In the present study, the p65 GTPase Gbp1 was also upregulated by RWE challenge. Gbp1 is a family of p65 GTPases, and despite a high degree of sequence identity and the presence of an identical CaaX sequence with muGBP2, muGbp1 has a very homogeneous cytoplasmic distribution and fails to localize to intracellular vesicles [34], [35]. muGbp2 is induced in Ifn-treated macrophages and fibroblasts, and found in both a granular distribution throughout the cytoplasm and localized to vesicle populations of heterogeneous sizes [34], [35]. The localization of muGbp2 to vesicles is dependent on its isoprenylation. The different intracellular distributions of these two closely related family members suggests differential function(s). Studies have shown that Gbps are selectively up-regulated in vitro by a set of proinflammatory cytokines and Tlr agonists, as well as in vivo after Listeria monocytogenes and Toxoplasma gondii infection [14], [36]. After Ifngγ stimulation, Gbp1, 2, 3, 6, 7, and 9 are associated with intracellular Toxoplasma parasites; interestingly, virulent Toxoplasma interferes with mGbp recruitment [37]. Murine Gbp2 has been shown to inhibit replication of both vesicular stomatitis virus (VSV) and encephalomyocarditis virus (EMCV). The enzyme activity of p65 GTPase is not required for VSV inhibition, but is required for inhibition of EMCV, suggesting different mechanisms of inhibition for the two viruses [38]. Taken together, Gbps comprise an important set of host defense molecules. However, their precise role in allergic inflammation needs to be determined.

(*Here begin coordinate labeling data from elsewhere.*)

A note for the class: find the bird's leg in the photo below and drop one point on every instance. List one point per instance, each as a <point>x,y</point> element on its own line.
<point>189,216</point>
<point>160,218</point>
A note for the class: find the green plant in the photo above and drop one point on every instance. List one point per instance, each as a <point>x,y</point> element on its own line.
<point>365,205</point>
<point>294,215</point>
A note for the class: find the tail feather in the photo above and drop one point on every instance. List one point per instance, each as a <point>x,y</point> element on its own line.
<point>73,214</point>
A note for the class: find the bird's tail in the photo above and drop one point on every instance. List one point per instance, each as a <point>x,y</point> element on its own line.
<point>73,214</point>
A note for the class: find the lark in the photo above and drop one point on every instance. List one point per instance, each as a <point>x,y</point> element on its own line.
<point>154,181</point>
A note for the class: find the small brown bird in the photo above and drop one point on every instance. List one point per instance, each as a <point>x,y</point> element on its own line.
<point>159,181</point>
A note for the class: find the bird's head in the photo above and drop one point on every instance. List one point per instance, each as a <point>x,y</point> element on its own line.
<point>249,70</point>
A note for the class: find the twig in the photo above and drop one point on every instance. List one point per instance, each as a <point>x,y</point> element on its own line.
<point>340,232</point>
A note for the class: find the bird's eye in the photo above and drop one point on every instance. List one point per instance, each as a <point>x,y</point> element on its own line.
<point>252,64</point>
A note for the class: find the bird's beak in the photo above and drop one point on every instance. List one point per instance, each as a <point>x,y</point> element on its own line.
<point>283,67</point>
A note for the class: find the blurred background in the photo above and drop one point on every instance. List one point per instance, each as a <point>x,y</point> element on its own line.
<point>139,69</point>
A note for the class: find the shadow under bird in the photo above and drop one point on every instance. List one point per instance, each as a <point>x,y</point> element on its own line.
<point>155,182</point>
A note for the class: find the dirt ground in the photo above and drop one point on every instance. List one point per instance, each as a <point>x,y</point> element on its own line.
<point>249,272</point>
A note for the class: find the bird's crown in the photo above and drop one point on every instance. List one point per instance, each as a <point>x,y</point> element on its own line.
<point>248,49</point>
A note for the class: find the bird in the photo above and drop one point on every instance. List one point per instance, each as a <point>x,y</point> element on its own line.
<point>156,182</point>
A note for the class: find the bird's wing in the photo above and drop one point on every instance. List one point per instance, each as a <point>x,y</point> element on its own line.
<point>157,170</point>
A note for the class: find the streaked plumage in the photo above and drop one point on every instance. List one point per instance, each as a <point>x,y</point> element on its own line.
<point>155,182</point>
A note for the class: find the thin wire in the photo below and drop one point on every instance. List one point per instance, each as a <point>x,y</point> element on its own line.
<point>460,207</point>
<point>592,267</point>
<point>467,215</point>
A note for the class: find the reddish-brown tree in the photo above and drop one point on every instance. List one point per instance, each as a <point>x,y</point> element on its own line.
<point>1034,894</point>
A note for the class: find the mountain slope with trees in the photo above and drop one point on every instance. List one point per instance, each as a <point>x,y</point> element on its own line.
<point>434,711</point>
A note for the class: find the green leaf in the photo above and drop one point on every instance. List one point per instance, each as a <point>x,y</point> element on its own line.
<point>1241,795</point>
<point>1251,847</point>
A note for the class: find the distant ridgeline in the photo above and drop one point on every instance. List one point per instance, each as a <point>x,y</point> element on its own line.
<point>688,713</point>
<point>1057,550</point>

We demonstrated that RWE challenge upregulated Gadd45g by an Ifng-independent mechanism. Prior reports show that Gadd45g knockout mice are severely impaired in their capacity to activate p38 and JNK in response to TCR signaling, and produce much less Ifng upon re-stimulation, suggesting its role in the Th1 response [12], [39]. Thus upregulation of Gadd45g in response to allergen challenge could be important in counter-balancing extreme Th2 deviation.

Finally, our data also demonstrate that the Th1 genes remain upregulated longer than the Th2 genes. Taken together with the prolonged Th2 inflammation in Ifng-deficient mice, this suggests that persistent expression of these Th1-associated genes could be a physiological mechanism to resolve allergic inflammation after cessation of allergen exposure. Future studies conducted in allergen-sensitized mice with disruption of Gbp1, Iigp, Tgtp, Socs1, Cxcl9, Cxcl10 and Gadd45g genes will help dissect how these Ifng-dependent and -independent Th1-associated genes regulate allergic airway inflammation.